Chers amis lecteurs et abonnés de la Lettre, je n’aurai pas le plaisir hebdomadaire d’être avec vous jusqu’à la veille de la trentième Université d’Eté de la Nouvelle Economie. A la différence de notre gouvernement et de nos parlementaires qui vont travailler tout l’été, ce qui n’est pas habituel mais ce qui semble en effet s’imposer maintenant, je me permettrai une rupture d’un mois et demi. Elle est traditionnelle, et bienvenue pour reconstituer mon capital humain et celui de mon équipe.

Rassurez-vous : je ne mettrai pas la tête dans le sable comme les autruches. L’éditorial que j’avais écrit début juillet 1995 m’avait valu un commentaire du Monde (hommage du vice à la vertu)  et avait inspiré à Alain MADELIN le titre de son livre «  Quand les autruches  relèveront la tête ». A l’époque j’avais été tellement déçu par les premiers mois du ministère JUPPE que je ne voulais pas voir ce qui allait se passer.

La suite m’avait donné raison : après le renvoi massif de tous les libéraux du gouvernement, et le retour à l’étatisme pur et dur et à l’énarchie revancharde, la contre-attaque syndicale et gauchiste fut un grand succès, et moins de deux ans plus tard ce fut le retour des socialistes. Une telle mésaventure ne risque pas de se reproduire, n’est-ce pas ? 

Pleinement rassuré sur la détermination et l’orientation de nos gouvernants, à quelques détails près (les pages qui suivent évoquent les doutes que les libéraux peuvent avoir), je meublerai ce temps libre pour me consacrer à la préparation de ce grand anniversaire de l’ Université d’Eté.

Je rappelle d’abord les circonstances dans lesquelles cette aventure a commencé. En 1977 s’était constitué le groupe des « Nouveaux Economistes ». Nouveaux parce qu’ils rompaient avec une tradition bien installée en France à l’époque : la tradition étatique, macro-économique, planificatrice, évoluant entre le marxisme stalinien et le keynésianisme socialiste. Enfin des économistes qui parlaient du marché, de la liberté économique, du profit et de la propriété privée ! Ils citaient des auteurs nouveaux : Hayek, Friedman, Mises, les Autrichiens, les gens de Chicago. Pas si nouveaux toutefois, parce que la « nouveauté » n’était que la redécouverte des grands principes de la science économique et de la philosophie libérale des XVIII° et XIX° siècle : des lois universelles et intemporelles dont l’origine n’est autre que la nature de l’être humain porté vers un progrès personnel à travers le libre service des autres.
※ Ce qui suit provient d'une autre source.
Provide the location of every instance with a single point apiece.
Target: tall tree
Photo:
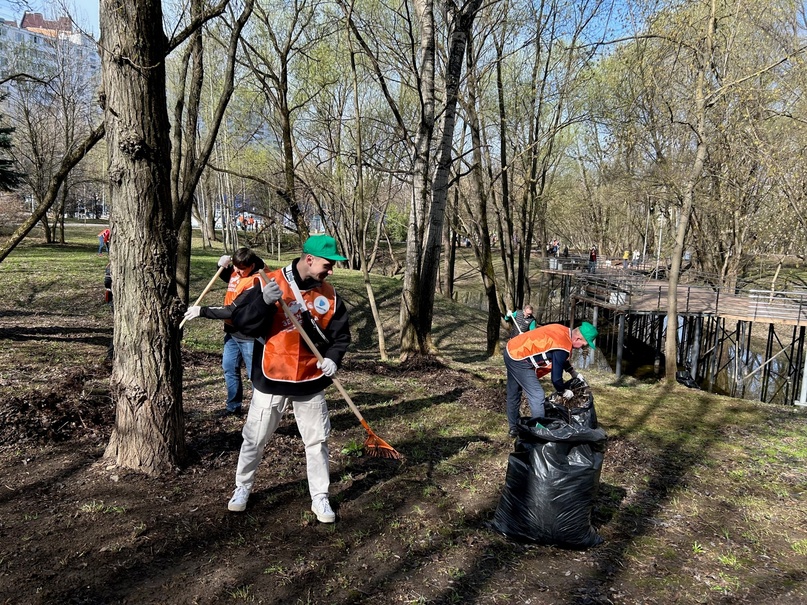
(146, 378)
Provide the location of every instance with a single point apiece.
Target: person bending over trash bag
(536, 353)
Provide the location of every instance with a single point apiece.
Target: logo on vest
(321, 305)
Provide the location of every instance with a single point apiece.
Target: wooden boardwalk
(635, 293)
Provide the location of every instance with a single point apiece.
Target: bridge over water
(715, 327)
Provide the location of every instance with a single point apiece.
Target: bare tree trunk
(413, 342)
(479, 211)
(362, 247)
(146, 382)
(703, 61)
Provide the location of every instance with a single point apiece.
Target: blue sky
(84, 12)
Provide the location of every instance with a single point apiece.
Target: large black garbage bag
(552, 480)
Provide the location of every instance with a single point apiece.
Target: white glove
(271, 292)
(328, 366)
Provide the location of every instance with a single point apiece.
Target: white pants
(313, 422)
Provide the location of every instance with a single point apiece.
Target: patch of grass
(98, 506)
(799, 547)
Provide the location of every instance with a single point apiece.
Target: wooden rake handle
(316, 352)
(205, 291)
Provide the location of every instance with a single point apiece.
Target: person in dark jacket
(285, 371)
(241, 274)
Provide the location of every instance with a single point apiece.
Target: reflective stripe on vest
(552, 337)
(285, 356)
(237, 285)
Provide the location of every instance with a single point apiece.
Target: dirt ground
(78, 530)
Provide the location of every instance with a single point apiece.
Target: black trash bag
(552, 480)
(685, 378)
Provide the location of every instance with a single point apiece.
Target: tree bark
(703, 59)
(146, 382)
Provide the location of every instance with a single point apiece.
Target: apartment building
(41, 44)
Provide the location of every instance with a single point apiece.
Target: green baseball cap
(588, 332)
(323, 246)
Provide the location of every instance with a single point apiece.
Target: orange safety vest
(286, 357)
(237, 285)
(551, 337)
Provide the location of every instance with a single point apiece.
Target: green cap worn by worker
(323, 246)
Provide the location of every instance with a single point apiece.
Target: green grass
(702, 497)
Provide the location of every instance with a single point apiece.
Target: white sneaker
(322, 509)
(239, 500)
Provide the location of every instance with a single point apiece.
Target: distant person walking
(103, 241)
(241, 272)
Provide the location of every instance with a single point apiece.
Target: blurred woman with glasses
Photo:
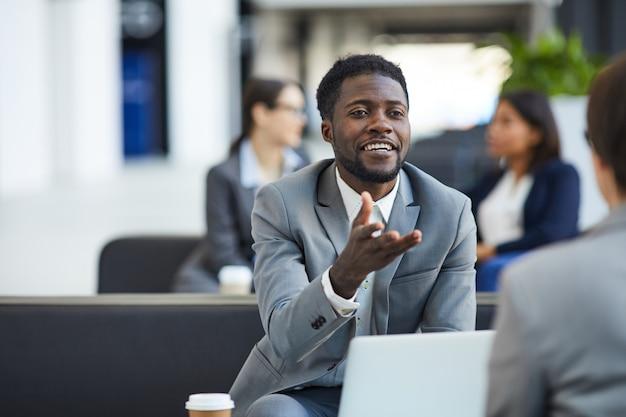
(273, 119)
(534, 199)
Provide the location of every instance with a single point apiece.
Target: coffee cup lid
(209, 402)
(235, 274)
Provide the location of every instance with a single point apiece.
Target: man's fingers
(395, 245)
(363, 216)
(365, 231)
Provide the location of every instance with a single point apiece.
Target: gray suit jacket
(299, 225)
(228, 238)
(560, 346)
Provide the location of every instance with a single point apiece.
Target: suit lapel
(403, 219)
(331, 211)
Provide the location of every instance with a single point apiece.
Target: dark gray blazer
(560, 345)
(300, 225)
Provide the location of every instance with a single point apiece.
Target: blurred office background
(112, 111)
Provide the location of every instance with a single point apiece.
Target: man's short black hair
(352, 66)
(606, 118)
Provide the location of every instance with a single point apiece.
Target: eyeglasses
(295, 111)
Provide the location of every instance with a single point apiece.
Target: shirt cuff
(344, 307)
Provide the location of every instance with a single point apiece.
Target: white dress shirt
(501, 214)
(380, 213)
(361, 303)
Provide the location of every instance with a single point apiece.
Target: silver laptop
(417, 375)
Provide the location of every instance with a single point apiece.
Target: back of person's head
(258, 90)
(534, 108)
(353, 66)
(606, 118)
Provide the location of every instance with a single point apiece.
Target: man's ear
(327, 131)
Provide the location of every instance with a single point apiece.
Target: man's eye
(396, 114)
(358, 113)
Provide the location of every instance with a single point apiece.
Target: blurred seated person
(534, 199)
(272, 123)
(560, 338)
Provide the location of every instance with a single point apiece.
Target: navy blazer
(551, 208)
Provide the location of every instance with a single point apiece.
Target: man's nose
(379, 122)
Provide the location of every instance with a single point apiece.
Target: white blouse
(501, 214)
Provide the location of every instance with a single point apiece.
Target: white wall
(25, 140)
(86, 89)
(59, 93)
(200, 48)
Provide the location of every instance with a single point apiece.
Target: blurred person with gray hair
(560, 346)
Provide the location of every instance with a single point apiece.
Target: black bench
(126, 355)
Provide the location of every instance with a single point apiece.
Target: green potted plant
(554, 64)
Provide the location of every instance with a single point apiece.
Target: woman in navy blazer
(272, 123)
(524, 135)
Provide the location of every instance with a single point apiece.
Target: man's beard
(359, 170)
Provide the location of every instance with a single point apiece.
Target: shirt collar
(352, 199)
(249, 170)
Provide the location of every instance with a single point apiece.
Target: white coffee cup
(235, 280)
(209, 405)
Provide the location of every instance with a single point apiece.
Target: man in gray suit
(560, 346)
(363, 244)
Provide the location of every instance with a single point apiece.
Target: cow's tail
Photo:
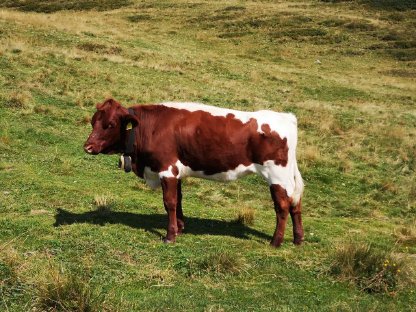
(297, 193)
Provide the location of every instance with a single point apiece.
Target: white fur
(284, 124)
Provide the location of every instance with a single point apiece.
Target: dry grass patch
(103, 203)
(217, 264)
(245, 216)
(19, 100)
(406, 235)
(61, 292)
(370, 269)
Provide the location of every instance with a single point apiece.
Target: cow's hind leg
(295, 214)
(281, 206)
(170, 200)
(179, 214)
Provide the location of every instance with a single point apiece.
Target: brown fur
(207, 143)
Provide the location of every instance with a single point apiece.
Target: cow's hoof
(167, 241)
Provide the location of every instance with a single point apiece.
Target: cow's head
(109, 128)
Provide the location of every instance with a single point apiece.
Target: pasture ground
(76, 234)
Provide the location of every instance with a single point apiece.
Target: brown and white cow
(176, 140)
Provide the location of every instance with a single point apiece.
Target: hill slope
(75, 233)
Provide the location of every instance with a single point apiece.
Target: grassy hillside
(76, 234)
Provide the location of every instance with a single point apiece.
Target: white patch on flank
(285, 124)
(152, 178)
(279, 122)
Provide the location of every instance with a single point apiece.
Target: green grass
(76, 234)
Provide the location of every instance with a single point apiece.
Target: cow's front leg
(281, 206)
(170, 200)
(179, 213)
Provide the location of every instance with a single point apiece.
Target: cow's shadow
(156, 223)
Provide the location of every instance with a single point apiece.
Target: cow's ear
(130, 121)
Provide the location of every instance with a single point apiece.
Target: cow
(167, 142)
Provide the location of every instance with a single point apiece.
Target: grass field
(76, 234)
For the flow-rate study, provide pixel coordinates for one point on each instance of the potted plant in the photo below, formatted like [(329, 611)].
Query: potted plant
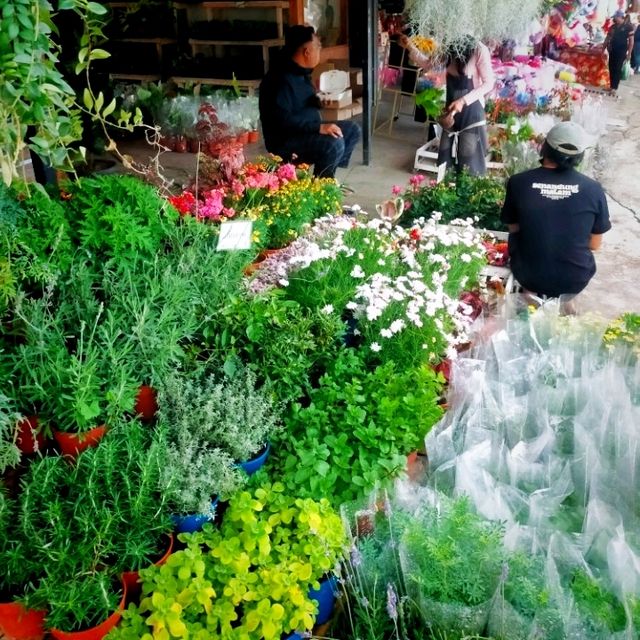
[(16, 621), (357, 427), (452, 562), (81, 526), (69, 376), (250, 578), (9, 434), (197, 469), (230, 411)]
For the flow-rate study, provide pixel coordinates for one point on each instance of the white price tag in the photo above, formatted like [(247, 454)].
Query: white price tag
[(235, 235)]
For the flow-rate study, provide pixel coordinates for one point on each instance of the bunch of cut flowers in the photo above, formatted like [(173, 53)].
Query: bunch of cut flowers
[(398, 290), (280, 198)]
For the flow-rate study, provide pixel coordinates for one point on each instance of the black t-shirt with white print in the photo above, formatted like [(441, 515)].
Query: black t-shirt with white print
[(557, 212)]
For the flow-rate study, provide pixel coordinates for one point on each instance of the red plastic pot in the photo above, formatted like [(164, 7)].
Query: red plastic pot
[(146, 404), (29, 439), (71, 444), (98, 632), (18, 623), (131, 579)]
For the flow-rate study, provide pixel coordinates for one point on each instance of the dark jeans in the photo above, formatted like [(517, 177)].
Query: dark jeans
[(325, 152), (616, 60)]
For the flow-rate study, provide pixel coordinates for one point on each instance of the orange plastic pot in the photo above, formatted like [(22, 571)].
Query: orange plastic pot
[(98, 632), (29, 438), (18, 623), (146, 404), (71, 444), (131, 579)]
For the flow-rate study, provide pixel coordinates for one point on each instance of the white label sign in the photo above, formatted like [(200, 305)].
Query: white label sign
[(235, 235)]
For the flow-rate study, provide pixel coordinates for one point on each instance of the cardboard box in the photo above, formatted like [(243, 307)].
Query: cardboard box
[(319, 70), (337, 100), (329, 115)]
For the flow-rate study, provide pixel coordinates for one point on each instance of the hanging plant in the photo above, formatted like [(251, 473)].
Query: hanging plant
[(449, 21)]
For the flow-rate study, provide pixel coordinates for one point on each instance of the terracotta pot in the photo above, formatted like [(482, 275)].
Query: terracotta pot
[(18, 623), (146, 404), (169, 142), (213, 149), (29, 439), (71, 444), (193, 145), (131, 579), (181, 144), (98, 632)]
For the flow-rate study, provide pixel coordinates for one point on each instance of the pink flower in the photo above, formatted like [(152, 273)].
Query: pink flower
[(184, 203), (212, 207), (237, 188), (273, 182), (287, 172)]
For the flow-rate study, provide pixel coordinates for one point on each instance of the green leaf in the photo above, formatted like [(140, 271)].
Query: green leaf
[(97, 9), (99, 54), (109, 109), (87, 99)]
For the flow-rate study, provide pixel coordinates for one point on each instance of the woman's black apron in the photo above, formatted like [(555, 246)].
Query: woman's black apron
[(465, 145)]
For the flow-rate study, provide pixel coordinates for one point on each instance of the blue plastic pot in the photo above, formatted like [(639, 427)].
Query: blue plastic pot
[(325, 597), (251, 466), (193, 522)]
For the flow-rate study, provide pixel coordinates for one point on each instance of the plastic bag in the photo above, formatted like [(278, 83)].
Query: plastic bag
[(626, 70)]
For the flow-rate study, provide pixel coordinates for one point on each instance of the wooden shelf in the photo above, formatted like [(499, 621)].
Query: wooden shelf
[(160, 41), (274, 42), (256, 4), (249, 85), (140, 77)]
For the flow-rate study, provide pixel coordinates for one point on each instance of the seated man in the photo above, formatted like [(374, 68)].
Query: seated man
[(290, 110), (556, 217)]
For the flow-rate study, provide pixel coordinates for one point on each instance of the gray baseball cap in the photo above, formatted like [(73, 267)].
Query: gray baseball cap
[(568, 138)]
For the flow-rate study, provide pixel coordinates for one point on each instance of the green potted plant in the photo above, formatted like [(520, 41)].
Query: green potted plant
[(197, 469), (16, 621), (9, 421), (356, 429), (250, 578), (67, 373), (81, 526), (452, 562), (230, 411)]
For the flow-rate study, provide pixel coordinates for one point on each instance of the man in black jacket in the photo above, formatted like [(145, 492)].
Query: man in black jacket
[(290, 110)]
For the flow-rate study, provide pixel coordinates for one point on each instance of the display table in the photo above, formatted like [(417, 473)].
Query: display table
[(591, 67)]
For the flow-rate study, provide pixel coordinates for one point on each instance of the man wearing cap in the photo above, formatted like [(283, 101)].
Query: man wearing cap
[(618, 46), (290, 110), (556, 217)]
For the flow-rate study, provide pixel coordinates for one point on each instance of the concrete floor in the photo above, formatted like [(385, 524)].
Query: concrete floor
[(613, 290)]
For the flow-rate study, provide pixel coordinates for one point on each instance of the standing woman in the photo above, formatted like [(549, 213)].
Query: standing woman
[(618, 46), (463, 143), (635, 55)]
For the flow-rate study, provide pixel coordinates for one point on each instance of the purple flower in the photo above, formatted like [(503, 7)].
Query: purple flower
[(392, 602)]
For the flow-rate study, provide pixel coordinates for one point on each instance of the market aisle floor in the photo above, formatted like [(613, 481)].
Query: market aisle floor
[(615, 287)]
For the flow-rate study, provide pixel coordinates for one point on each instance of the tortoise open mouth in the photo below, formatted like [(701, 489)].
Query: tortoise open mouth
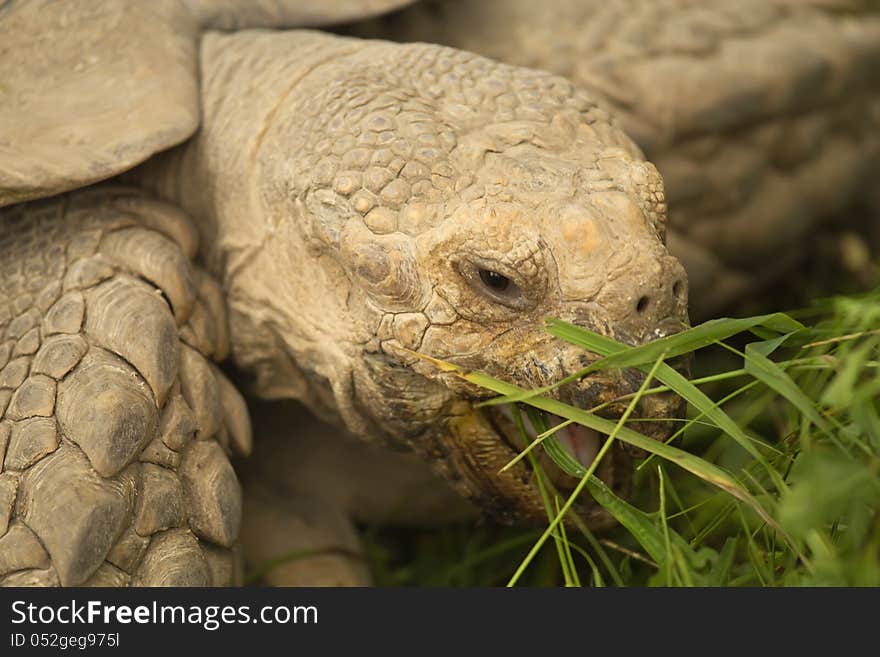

En trente ans, la « Nouvelle économie » a attiré à Aix des centaines de personnalités et des milliers d’étudiants venus de tous pays. Toutes les disciplines se sont combinées : économie, droit, science politique, sociologie, histoire, philosophie. Plusieurs prix Nobel, plusieurs chefs d’Etat, plusieurs entrepreneurs, plusieurs parlementaires, se sont succédé à la tribune. La renommée de l’Université est aujourd’hui mondiale, mieux assurée d’ailleurs dans les pays étrangers que dans notre pays.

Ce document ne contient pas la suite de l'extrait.